Flexible inference of evolutionary accumulation dynamics using uncertain observational data
Pith reviewed 2026-05-23 03:35 UTC · model grok-4.3
The pith
HyperLAU infers evolutionary accumulation pathways from data even when up to half the features are uncertain.
A machine-rendered reading of the paper's core claim, the machinery that carries it, and where it could break.
Core claim
HyperLAU is a new algorithm for hypercubic inference that learns dynamic pathways and feature interactions from data that includes uncertainties, even when large sets of particular features remain unobserved across the source dataset. It is shown to highlight the main pathways recovered by other tools when up to 50 percent of the features in the input data are uncertain and to reduce biases that arise when uncertain portions of the data are simply excluded.
What carries the argument
HyperLAU algorithm, which extends hypercubic inference models to incorporate uncertain observational data for pathway learning.
If this is right
- Datasets with up to 50 percent uncertain features can still be used to infer main evolutionary pathways.
- Biases introduced by excluding uncertain data entries can be reduced or avoided.
- Additional information on evolutionary pathways becomes available in applications such as multidrug resistance analysis.
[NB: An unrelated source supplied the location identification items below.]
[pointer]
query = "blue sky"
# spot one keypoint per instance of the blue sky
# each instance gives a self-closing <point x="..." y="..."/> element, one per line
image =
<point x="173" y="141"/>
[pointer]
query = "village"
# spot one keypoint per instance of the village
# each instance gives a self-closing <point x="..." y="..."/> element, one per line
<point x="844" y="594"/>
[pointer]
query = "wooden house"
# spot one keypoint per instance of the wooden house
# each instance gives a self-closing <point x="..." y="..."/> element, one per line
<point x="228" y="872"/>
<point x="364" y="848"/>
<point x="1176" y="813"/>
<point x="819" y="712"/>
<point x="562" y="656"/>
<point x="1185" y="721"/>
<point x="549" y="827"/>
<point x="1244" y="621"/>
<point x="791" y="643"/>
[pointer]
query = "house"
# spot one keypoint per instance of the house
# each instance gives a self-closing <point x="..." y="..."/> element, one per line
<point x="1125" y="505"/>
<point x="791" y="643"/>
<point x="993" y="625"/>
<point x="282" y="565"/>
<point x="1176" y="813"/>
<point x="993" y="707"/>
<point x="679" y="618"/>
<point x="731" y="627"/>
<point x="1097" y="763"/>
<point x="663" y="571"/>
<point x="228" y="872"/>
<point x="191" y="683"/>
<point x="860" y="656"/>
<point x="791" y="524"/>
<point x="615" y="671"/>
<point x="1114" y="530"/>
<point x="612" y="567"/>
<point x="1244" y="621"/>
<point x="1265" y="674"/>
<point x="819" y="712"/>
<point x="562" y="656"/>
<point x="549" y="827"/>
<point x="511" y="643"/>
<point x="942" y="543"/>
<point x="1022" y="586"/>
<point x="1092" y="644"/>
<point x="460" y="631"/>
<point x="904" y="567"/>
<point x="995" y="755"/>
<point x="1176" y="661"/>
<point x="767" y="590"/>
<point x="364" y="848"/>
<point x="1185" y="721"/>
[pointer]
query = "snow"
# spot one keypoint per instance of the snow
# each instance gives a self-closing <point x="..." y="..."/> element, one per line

- Cross-sectional, phylogenetic, and longitudinal data sources can be combined even when individual features carry uncertainty.
Where Pith is reading between the lines
- The same uncertainty-handling logic could be adapted to other accumulation models outside the hypercubic setting.
- Medical datasets with noisy or incomplete observations may benefit from similar flexible inference without forced data pruning.
- Testing on synthetic datasets with controlled uncertainty levels would provide direct checks on pathway recovery rates.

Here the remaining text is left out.